Il movimento no green pass e l’urgenza di avere un servizio d’ordine

A quei tempi c’era una dimensione militare oltre che militante. Tutte le formazioni che scendevano sul terreno politico avevano cioè servizi d’ordine strutturati con lo scopo di tutelare la sicurezza dei cortei ed impedire che partecipanti disomogenei agissero, individualmente o in gruppi organizzati, stravolgendo i fini preordinati o mettendo in atto vere e proprie provocazioni.

Li aveva il Partito Comunista, i sindacati e vieppiù i movimenti detti extraparlamentari, Lotta Continua, Potere Operaio, Avanguardia Operaia, i vari marxisti-leninisti e certamente il Movimento Studentesco di Capanna, i temibili Kantanga (spranga spranga arriva il settimo katanga). Anche a destra non erano da meno, ma per loro era una dimensione intrinseca: Ordine Nuovo di Graziani, Avanguardia Nazionale di Delle Chiaie, il FUAN e anche il MSI di Almirante, che parlamentare era, li avevano. 
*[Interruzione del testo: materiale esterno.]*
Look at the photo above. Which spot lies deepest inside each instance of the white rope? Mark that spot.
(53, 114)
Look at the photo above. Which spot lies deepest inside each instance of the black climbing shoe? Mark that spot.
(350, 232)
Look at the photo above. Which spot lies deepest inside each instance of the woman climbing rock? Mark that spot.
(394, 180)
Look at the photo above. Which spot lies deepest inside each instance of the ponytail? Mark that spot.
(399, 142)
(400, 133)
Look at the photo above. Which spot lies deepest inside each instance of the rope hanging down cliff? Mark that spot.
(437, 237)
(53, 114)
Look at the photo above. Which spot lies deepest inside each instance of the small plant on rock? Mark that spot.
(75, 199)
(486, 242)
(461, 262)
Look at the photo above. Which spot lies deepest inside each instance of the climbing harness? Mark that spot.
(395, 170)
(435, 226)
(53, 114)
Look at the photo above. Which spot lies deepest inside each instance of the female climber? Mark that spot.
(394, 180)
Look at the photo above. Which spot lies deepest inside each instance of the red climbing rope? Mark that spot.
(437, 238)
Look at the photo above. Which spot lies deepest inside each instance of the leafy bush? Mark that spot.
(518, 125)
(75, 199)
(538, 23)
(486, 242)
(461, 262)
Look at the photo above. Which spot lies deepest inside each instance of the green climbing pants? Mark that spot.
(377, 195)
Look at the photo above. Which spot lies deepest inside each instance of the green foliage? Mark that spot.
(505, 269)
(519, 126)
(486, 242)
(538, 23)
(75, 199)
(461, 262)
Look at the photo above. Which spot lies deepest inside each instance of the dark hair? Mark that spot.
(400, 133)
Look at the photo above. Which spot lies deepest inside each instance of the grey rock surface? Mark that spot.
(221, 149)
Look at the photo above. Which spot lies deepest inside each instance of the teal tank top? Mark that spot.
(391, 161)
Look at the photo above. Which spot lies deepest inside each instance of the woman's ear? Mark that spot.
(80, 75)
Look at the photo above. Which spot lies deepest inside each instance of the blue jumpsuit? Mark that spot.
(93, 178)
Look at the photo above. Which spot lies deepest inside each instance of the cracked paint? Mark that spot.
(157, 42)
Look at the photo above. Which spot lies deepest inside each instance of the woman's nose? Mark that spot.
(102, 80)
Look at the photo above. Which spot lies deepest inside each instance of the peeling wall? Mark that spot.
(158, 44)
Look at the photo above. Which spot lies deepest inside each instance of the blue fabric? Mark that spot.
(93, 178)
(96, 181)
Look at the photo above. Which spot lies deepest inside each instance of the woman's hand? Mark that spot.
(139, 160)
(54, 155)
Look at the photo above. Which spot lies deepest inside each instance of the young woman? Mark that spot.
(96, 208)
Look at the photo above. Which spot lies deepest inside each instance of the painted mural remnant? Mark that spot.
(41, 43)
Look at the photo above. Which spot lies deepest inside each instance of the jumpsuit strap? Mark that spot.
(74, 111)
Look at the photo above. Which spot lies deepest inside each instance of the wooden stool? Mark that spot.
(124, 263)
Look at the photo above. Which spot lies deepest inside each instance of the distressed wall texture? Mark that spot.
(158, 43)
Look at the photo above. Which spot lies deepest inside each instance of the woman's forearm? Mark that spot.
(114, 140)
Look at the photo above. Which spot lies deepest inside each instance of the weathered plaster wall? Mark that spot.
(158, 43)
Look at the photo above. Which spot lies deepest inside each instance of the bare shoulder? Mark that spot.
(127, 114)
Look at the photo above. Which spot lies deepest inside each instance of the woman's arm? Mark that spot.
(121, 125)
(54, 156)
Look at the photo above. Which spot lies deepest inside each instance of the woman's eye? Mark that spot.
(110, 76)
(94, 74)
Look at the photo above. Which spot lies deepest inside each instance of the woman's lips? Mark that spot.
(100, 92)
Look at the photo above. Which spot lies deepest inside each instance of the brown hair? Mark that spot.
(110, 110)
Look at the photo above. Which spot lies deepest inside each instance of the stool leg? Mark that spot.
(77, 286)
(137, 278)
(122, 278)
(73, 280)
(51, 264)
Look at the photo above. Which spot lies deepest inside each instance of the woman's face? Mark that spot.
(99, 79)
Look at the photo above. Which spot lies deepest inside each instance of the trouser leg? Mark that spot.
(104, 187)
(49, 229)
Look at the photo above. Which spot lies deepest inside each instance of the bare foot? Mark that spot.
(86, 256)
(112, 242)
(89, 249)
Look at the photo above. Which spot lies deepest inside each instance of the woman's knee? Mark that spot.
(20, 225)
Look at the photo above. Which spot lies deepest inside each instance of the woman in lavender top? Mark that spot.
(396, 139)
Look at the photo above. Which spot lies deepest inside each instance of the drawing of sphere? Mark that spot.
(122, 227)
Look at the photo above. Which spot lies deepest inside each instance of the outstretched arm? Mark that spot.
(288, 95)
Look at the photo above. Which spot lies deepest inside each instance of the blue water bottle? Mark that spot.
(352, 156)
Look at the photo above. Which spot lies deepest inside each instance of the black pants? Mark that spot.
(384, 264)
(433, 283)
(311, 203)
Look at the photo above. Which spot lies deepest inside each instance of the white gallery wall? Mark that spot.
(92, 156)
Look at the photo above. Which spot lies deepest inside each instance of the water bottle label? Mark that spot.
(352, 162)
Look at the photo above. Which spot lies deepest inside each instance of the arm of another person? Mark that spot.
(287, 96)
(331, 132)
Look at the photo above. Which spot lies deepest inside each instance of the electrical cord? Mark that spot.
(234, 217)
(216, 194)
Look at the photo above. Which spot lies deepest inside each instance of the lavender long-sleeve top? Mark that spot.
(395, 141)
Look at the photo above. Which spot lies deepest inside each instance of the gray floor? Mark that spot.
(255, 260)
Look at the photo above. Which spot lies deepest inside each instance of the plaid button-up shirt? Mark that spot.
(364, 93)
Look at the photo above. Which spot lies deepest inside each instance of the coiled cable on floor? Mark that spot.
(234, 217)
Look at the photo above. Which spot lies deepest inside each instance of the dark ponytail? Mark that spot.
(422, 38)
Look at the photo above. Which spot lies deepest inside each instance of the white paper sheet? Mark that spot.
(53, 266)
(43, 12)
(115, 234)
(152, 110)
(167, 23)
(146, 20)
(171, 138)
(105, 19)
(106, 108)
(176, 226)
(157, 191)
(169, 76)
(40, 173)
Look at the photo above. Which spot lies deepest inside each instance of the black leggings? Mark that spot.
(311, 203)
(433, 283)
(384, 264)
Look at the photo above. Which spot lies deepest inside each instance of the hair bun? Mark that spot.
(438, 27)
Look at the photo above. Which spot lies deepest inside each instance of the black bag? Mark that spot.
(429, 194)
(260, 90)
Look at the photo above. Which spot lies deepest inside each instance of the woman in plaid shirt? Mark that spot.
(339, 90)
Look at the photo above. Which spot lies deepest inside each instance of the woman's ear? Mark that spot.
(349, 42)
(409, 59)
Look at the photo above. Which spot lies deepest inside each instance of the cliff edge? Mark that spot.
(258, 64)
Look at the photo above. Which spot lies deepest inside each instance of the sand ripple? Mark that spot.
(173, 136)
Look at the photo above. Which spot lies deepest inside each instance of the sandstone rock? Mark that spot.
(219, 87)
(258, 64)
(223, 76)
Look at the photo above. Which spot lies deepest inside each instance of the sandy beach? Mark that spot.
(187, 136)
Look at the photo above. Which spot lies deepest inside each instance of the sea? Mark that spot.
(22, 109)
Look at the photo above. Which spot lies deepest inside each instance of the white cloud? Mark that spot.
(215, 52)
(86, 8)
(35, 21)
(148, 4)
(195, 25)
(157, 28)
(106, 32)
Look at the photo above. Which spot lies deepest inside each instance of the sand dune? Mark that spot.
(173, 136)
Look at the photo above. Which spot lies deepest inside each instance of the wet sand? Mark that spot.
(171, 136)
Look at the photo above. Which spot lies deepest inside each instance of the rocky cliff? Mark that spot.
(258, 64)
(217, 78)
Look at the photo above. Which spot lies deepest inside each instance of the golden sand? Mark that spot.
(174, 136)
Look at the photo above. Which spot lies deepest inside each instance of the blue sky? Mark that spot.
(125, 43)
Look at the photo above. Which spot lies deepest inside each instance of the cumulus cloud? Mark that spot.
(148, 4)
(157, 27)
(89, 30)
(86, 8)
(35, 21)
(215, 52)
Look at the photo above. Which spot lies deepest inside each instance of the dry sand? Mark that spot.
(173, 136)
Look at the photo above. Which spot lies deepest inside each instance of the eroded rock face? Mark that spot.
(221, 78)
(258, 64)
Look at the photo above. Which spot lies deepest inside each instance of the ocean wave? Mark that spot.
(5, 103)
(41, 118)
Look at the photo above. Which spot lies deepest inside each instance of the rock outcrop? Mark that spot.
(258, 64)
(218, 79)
Va da sé che nella logica “la miglior difesa é l’attacco” tutti quei giovanotti non si limitavano alla mera vigilanza, difesa e autotutela ma erano spesso utilizzati in veri e propri raid contro gli antagonisti, anche interni, della loro specifica parte politica. 

Tutte queste milizie erano disciplinate e coese, avevano i loro ufficiali e sottufficiali, si addestravano e disponevano di “santuari” e armerie anche se fino alla fine degli anni ‘70 comprendevano solo robusti bastoni e qualche grossa chiave inglese (un cult era la Hazet 36, lunga 45 cm, peso 3,5 kg).

Poi vennero i cosiddetti “anni di piombo” e vennero fuori a sinistra le armi da fuoco delle Brigate Rosse, Prima Linea, Autonomia, NAP… a destra le avevano sempre avute e le tirarono fuori anche loro.

Come andò a finire lo sappiamo tutti, anche lo Stato entrò nella dimensione militare e vinse, ma questa é un’altra storia e con i servizi d’ordine non ha nulla a che fare.

Oggi dopo la manifestazione del 9 ottobre a Roma e l’assalto alla CGIL, la questione è tornata d’attualità. Al netto degli infiltrati professionali (ci sono video che testimoniano di almeno un agente “sotto copertura” che prima partecipa all’aggressione di furgone di colleghi suoi e poi s’accanisce a tal punto con pugni e calci su un manifestante a terra da dovere essere trattenuto in qualche modo dai celerini stessi), al netto di questi che sono una minaccia costante, c’è anche l’azione di altri infiltrati nel senso che partecipano ai movimenti di piazza con fini “altri” rispetto alla stragrande maggioranza dei partecipanti.

C’erano anche questi un tempo e i servizi d’ordine erano preparati e capaci di isolarli fisicamente e cacciarli al margine delle manifestazioni, proteggendo i cortei e marcando una netta separazione tra la gente loro e i provocatori. Con le buone talvolta, con le cattive spesso.

Il movimento che in questi mesi sta manifestando contro la gestione governativa della pandemia e la conseguente grave restrizione delle libertà fondamentali dell’individuo, capisaldi della Costituzione repubblicana del 1948, proprio per la sua genesi, al di fuori delle ideologie e dei partiti consolidati, non si è ancora dotato di strumenti di tutela e difesa efficaci ma sarebbe il caso che cominciasse a pensarci ed emarginare senza tentennamenti sia politicamente che operativamente quelli che vorrebbero cavalcare la protesta per scopi loro, implementando metodi inaccettabili di contestazione violenta di stampo squadristico.

Per far ciò non sarebbe male se una piattaforma comune sui fini e i metodi fosse redatta e diventasse il manifesto di chi si oppone in cento piazze d’Italia a questa degenerazione del nostro sistema di vivere insieme. E’ un auspicio, senza dimenticare che lo Stato, che per primo sta picconando la Costituzione fosse chiamato a risponderne.